Since Soldgers does not buy in bulk, it is not clear how competitive its pricing will be for a bidder to pull out and take this option. Nonetheless, it at least offers bidders an opportunity to get the product in a different manner.
 
For the duo, the trick is to ensure as many people as possible bid for the items they put up and the best way to do this has been to get as many of the latest items on the site for auction. Popular products give the highest margins.

Asked about the differences between customer behaviour in Malaysia and Singapore, the two say they find that a large percentage of users are credit card holders in Singapore, and that Singaporeans generally have more trust in making payments online.
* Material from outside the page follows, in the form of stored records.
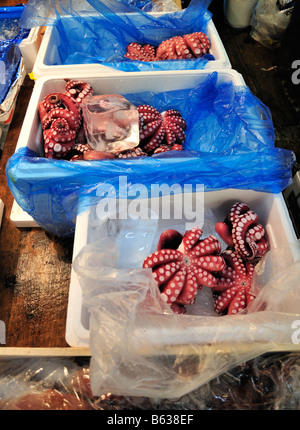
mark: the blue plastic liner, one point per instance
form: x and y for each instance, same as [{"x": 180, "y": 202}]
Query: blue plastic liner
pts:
[
  {"x": 10, "y": 30},
  {"x": 101, "y": 33},
  {"x": 11, "y": 34},
  {"x": 10, "y": 57},
  {"x": 229, "y": 144}
]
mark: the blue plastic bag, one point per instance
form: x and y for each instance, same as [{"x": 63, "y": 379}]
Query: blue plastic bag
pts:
[
  {"x": 10, "y": 57},
  {"x": 101, "y": 32},
  {"x": 229, "y": 144}
]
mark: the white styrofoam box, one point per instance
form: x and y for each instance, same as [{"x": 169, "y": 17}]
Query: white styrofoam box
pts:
[
  {"x": 272, "y": 214},
  {"x": 131, "y": 82},
  {"x": 48, "y": 60},
  {"x": 29, "y": 47}
]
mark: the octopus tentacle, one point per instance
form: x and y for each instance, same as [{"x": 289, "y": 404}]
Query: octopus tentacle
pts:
[
  {"x": 161, "y": 131},
  {"x": 70, "y": 117},
  {"x": 129, "y": 153},
  {"x": 232, "y": 289},
  {"x": 61, "y": 120},
  {"x": 184, "y": 47},
  {"x": 78, "y": 90},
  {"x": 242, "y": 232}
]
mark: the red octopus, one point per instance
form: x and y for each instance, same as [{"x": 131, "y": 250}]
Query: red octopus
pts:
[
  {"x": 232, "y": 290},
  {"x": 146, "y": 52},
  {"x": 242, "y": 232},
  {"x": 188, "y": 46},
  {"x": 61, "y": 119},
  {"x": 181, "y": 265},
  {"x": 247, "y": 244},
  {"x": 160, "y": 129}
]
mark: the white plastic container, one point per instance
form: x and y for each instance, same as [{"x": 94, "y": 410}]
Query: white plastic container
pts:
[
  {"x": 29, "y": 47},
  {"x": 272, "y": 213},
  {"x": 131, "y": 82},
  {"x": 48, "y": 60}
]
Between 20% and 30% of Malaysians pay via bank transfers.
 
Meanwhile, sales and buyers have nearly doubled in Malaysia since the end-2011 launch, which shows that consumers have more faith in e-commerce.
 
In terms of behavioural differences, they notice that Malaysians are a little less predictable in their buying patterns compared with Singaporeans.
 
“Because the two markets have slight differences, we put a lot of emphasis on market research to identify the buying trends for both. This helps us understand our buyers and makes us relevant in a highly competitive market,” says Tian.
 
Indeed, with enough e-commerce options in the region for consumers, it remains to be seen how sustainable the pay-to-bid auction model is. For Soldgers, raising that next round of funding will be a big vote of confidence that such a model has legs in South-East Asia.